Lets assume we have a series of letters X X Z Y Z X Y Y Y Z X Z, in bi-gram format they will turn into

X X,

X Z,

Z Y, so on and so forth.

My analysis is about searching for irregularities, if Xs are followed by more Zs instead of Ys and Xs. I know I can do a 4 by 4 analysis but the p value will be more ambiguous about exact location of irregularity (if exists). Moreover distribution of Xs, Ys, and Zs are not even.

I'm thinking about getting the ratio of Xs, Ys, and Zs to their sum then multiplying this number with the sum of second elements in bi-grams for specific categories for getting expected values. For instance;

In corpus, there are 40 X, 20 Y, and 20 Z which turns to 0.4, 0.2, 0.2 which sums up to 1.
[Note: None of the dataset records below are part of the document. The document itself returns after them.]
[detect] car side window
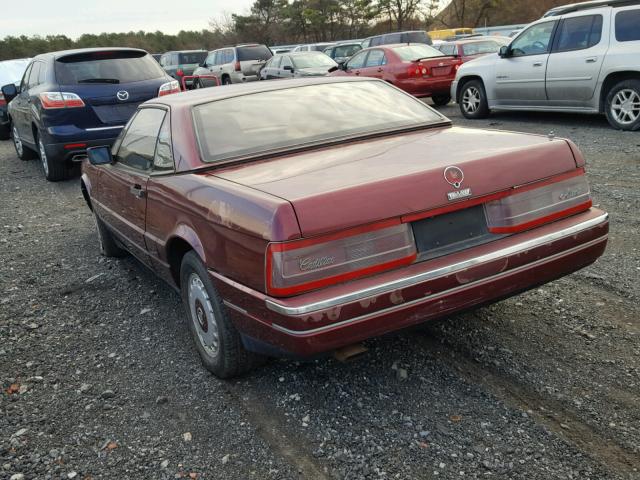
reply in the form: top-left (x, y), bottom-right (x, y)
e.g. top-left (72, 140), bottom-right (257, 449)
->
top-left (510, 21), bottom-right (557, 57)
top-left (115, 108), bottom-right (166, 172)
top-left (370, 37), bottom-right (383, 47)
top-left (154, 114), bottom-right (174, 172)
top-left (281, 56), bottom-right (293, 69)
top-left (28, 62), bottom-right (41, 89)
top-left (20, 63), bottom-right (33, 92)
top-left (205, 53), bottom-right (215, 67)
top-left (615, 9), bottom-right (640, 42)
top-left (38, 63), bottom-right (47, 84)
top-left (386, 33), bottom-right (402, 44)
top-left (272, 56), bottom-right (282, 69)
top-left (365, 49), bottom-right (386, 67)
top-left (347, 51), bottom-right (368, 69)
top-left (225, 49), bottom-right (235, 64)
top-left (439, 44), bottom-right (457, 56)
top-left (553, 15), bottom-right (602, 52)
X is followed by 15 X, 10 Y, and 2 Z, it's sum is 27 when we multiply this sum with each corresponding multiplier we get 10.8 for X, 5.4 for Y, and 5.4 for Z.

My question is, is it possible to use this numbers for expected values since if there were no anomaly, the distribution of second elements of bi-grams would be almost exactly the same (with deviation of one less X since it is the first element).

I'm looking forward to your insights.